EDIT: It's been suggested that I (1) explain what $A$ and $B$ are and (2) explain what I mean by computationally expensive, so here we go.
Let $t$ be a positive integer and consider a spin-1/2 chain of length $t$. The states of the chain are in a Hilbert space $\mathcal{H}_t$ of dimension $2^t$. We will want to "double" the Hilbert space by defining a second spin chain, also of length $t$, and we denote the doubled Hilbert space as $\mathcal{H}_{2t}=\mathcal{H}_{t}\otimes\mathcal{H}_t$.
Next we define the following two Ising-like operators which act on $\mathcal{H}_t$: $$U_X = \exp\left[-i(-\frac{\pi}{4}+ig)\sum_{\tau=1}^{t}X_{\tau}\right]$$ $$U_Z = \exp\left[-i(-\frac{\pi}{4}+iJ)\sum_{\tau=1}^{t}Z_{\tau}Z_{\tau+1}\right]$$
where $g,J$ are real numbers that we can tune and $X, Z$ are Pauli matrices, and periodic boundaries are assumed.

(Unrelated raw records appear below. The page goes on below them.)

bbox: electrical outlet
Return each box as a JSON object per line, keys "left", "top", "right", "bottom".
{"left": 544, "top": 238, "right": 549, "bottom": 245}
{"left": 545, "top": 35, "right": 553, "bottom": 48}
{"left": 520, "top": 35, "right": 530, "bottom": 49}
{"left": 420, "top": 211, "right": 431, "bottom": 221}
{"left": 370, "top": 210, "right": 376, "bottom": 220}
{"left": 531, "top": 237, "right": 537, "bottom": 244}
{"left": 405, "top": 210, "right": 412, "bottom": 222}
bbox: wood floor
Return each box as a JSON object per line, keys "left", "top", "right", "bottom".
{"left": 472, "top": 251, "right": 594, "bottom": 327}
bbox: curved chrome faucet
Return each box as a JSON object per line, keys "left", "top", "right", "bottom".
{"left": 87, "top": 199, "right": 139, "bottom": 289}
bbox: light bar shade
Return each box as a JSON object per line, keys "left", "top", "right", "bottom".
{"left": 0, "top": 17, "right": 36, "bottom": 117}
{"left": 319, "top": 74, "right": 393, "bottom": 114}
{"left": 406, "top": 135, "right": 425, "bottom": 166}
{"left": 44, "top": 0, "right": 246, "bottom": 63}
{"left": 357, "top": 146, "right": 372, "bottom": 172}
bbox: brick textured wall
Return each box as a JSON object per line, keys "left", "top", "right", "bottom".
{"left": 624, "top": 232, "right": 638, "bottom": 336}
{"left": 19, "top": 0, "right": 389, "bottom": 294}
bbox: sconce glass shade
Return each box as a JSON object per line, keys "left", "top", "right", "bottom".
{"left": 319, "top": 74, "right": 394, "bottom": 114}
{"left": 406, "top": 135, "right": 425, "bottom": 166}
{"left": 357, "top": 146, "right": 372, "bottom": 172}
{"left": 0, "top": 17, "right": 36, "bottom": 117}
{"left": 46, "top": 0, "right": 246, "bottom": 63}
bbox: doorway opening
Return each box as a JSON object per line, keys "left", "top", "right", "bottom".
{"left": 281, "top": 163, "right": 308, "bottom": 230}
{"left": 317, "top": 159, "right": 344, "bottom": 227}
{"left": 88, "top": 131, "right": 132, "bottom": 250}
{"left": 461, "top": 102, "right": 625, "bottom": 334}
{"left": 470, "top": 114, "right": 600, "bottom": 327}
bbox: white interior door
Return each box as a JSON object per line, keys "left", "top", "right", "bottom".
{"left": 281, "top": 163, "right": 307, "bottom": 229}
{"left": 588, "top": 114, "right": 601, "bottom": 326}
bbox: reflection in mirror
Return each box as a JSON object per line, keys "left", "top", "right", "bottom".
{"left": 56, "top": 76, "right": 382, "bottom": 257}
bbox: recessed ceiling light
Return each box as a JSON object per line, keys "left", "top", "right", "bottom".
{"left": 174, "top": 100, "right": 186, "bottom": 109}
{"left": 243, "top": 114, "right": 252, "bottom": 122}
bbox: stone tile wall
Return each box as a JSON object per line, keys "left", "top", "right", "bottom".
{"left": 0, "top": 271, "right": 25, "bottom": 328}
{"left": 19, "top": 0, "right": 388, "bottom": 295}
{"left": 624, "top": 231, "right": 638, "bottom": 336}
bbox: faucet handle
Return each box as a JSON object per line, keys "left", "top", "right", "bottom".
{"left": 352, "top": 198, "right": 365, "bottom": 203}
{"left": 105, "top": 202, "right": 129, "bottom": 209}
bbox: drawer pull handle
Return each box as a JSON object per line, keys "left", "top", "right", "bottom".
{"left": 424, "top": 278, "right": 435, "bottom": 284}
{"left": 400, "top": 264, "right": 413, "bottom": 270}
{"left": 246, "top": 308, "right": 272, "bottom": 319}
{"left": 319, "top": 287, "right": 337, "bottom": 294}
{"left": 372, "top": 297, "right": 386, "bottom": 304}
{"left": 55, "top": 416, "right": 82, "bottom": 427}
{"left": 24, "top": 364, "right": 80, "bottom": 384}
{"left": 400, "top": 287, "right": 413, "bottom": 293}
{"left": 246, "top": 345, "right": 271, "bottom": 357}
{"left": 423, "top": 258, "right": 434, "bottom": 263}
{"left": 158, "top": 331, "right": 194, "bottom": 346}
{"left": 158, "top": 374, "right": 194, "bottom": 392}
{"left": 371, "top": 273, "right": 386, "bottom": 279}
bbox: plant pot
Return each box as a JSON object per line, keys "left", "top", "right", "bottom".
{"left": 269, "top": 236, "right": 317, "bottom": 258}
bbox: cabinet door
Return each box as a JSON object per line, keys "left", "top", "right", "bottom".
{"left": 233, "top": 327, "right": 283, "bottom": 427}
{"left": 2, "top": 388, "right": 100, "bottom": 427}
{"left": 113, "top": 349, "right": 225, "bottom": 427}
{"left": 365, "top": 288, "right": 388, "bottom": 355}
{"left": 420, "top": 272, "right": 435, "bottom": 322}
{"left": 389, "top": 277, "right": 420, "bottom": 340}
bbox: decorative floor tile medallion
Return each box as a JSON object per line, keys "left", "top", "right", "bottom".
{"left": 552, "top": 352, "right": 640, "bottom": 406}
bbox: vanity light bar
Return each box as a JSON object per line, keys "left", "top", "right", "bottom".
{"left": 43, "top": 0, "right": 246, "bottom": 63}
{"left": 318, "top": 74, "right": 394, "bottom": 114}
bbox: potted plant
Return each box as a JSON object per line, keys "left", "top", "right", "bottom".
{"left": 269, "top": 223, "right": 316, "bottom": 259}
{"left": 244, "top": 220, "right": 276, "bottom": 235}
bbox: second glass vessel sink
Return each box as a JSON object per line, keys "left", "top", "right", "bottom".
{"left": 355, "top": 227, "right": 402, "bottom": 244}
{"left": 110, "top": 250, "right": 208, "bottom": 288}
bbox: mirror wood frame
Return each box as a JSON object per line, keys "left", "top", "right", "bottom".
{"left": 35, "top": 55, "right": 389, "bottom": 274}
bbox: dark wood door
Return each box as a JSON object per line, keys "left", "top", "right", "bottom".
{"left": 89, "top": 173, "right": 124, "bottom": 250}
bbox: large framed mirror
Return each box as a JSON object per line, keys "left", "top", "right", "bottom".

Note that, in general these matrices are not unitary, but they are symmetric.
We are almost ready to define $A$ and $B$, but first we need to define a projector $P$ that acts on $\mathcal{H}_{2t}$. Let $|\vec{n}_1,\vec{n}_2\rangle\in\mathcal{H}_{2t}$ and denote the total $S_z$ of $\vec{n}_i$ by $N_i$. Then
$$P = \sum_{\vec{n}_1,\vec{n}_2:N_1=N_2}|\vec{n}_1,\vec{n}_2\rangle\langle\vec{n}_1,\vec{n}_2|$$
is a Hermitian projector which projects onto the subspace $\mathcal{H}_P\subset\mathcal{H}_{2t}$ where both spin chains have the same total $S_z$. With this projector, we finally have
$$A = P(U_{Z}\otimes U_{Z}^{\ast})P, \quad B = P(U_{X}\otimes U_{X}^{\ast})P$$
It's easy to see that the operator $A$ is diagonal in the computational basis of $\mathcal{H}_P$. The operator $B$ is much more complicated since we cannot form eigenstates of the Pauli X operator in $\mathcal{H}_P$. However, I have a quasi-analytic way of diagonalizing $B$ that reduces it to a numerically tractable problem.
Now, let us return to the issue of computational complexity. In my original post I was looking to compute the trace of $(AB)^n$ in an efficient manner. To understand my concern, note that the dimension of the projected Hilbert space is big: one can check that $\dim(\mathcal{H}_P) = \binom{2t}{t}\sim 4^t/\sqrt{t}$. In contrast, my method of diagonalizing $B$ has complexity $O(\text{poly}(t))$ (I think it's $O(t^3)$ but there may be a hidden log term or something). I was hoping to find a comparable reduction for computing the desired trace, but that might be asking too much.
Another option would be to simply approximate the trace, but this seems tricky. I can prove that $\text{Tr}[(AB)^n]\in\mathbb{R}_{+}$ for all $n$, but the eigenvalues of $AB$ are not generically real or positive. So it is not clear how we could truncate the spectrum in any way to get a reasonable approximation.